We always knew white people would come.

When I say “we,” I mean the black people who reared me in our very black neighborhood in Tallahassee, Florida. They would say it all the time: my mother, Mr. Ford who lived across the street, Mrs. Caldwell next door whose house smelled of 7Up pound cake rising in the oven or neckbones stewing on the stove. Ours was a neighborhood of janitors, secretaries, public school teachers, evangelists, mechanics, civil servants, the unemployed. Our homes were cinder block ramblers painted Kool-Aid blue, bubblegum pink, batter yellow; wooden shotguns teetering on bony haunches of concrete blocks and little brick ranchers with clotheslines out back. Those houses lined streets named for black celebrities: Calloway, Ellington, Joe Louis. One day, the elders said, white people would want this pocket of town.
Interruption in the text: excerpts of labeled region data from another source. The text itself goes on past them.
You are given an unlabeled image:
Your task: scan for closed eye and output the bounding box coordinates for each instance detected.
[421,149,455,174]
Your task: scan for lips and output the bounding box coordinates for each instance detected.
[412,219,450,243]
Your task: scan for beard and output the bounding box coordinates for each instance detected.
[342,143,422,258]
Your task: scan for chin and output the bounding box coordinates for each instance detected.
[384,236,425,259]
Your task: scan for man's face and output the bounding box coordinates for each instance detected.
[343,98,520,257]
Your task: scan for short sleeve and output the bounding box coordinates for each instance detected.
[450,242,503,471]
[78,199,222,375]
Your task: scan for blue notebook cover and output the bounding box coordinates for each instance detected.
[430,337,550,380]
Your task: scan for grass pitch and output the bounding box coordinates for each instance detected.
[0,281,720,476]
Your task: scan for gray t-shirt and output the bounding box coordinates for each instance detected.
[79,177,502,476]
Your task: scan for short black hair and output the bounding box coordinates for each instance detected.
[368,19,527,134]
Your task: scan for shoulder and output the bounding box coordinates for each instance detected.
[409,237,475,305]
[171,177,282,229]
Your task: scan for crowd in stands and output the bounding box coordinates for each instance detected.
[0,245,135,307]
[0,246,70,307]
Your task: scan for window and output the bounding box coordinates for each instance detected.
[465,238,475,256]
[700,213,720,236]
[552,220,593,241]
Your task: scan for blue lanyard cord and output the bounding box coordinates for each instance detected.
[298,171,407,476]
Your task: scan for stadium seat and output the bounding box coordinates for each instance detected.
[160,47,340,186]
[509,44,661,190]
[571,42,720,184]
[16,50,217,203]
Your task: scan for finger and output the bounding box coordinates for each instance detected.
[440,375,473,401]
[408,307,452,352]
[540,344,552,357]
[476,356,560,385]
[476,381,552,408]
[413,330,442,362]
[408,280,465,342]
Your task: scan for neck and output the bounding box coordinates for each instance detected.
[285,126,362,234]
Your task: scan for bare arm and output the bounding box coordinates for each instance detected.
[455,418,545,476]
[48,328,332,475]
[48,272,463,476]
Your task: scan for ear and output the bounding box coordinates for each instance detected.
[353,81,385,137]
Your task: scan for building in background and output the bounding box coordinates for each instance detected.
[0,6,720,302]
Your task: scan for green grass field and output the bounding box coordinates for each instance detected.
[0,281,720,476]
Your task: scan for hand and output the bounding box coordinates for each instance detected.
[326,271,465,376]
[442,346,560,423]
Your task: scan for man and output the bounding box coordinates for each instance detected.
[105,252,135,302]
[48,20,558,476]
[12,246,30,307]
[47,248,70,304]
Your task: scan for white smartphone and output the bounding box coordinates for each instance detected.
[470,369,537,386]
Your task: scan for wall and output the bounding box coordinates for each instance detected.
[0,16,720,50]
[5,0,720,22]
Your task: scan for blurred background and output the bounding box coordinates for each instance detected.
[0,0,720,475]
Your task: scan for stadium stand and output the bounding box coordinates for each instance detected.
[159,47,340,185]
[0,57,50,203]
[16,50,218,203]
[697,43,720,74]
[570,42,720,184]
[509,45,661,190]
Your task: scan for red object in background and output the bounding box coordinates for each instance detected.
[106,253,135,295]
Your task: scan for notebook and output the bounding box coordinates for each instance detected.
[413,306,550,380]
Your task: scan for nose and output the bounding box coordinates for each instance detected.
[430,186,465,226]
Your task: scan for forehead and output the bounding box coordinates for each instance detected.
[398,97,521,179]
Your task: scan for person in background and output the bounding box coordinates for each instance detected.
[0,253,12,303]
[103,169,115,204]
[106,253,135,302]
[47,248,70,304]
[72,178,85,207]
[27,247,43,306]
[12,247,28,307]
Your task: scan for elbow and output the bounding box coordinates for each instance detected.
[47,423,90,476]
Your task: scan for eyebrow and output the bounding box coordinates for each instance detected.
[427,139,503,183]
They would want it—and likely get it—because location is everything. Our neighborhood, Griffin Heights, sits less than a mile north of Florida State University. When I was growing up, head coach Bobby Bowden built FSU into a football powerhouse. People want to be winners. That desire brought more students, more tuition money, more power. The main campus is surrounded to the east by the state Capitol and downtown, to the south by Florida A&M University, and by Tallahassee Community College farther to the west. What lay north of FSU was us: a cluster of working-class, low-income black people on desirable land.

I think I was in elementary school when I first heard the older folks say we would be displaced. Their prediction frightened me. Would we have to move? Whom would I play with? Would there be a neighborhood store like Bennett’s, where we bought cherry Now and Laters and Golden Flake potato chips with our dimes and quarters? By the time Bowden took the team 11–1, the elders’ prediction had long been a refrain.

Turns out, dislocation wasn’t swift. Instead, it crept, year by year, block by block, house by house, an erosion.


Griffin Heights resident Evelyn Nims, 85, sits in the front of her home in Tallahassee, Fla., Tuesday, Aug. 13, 2019.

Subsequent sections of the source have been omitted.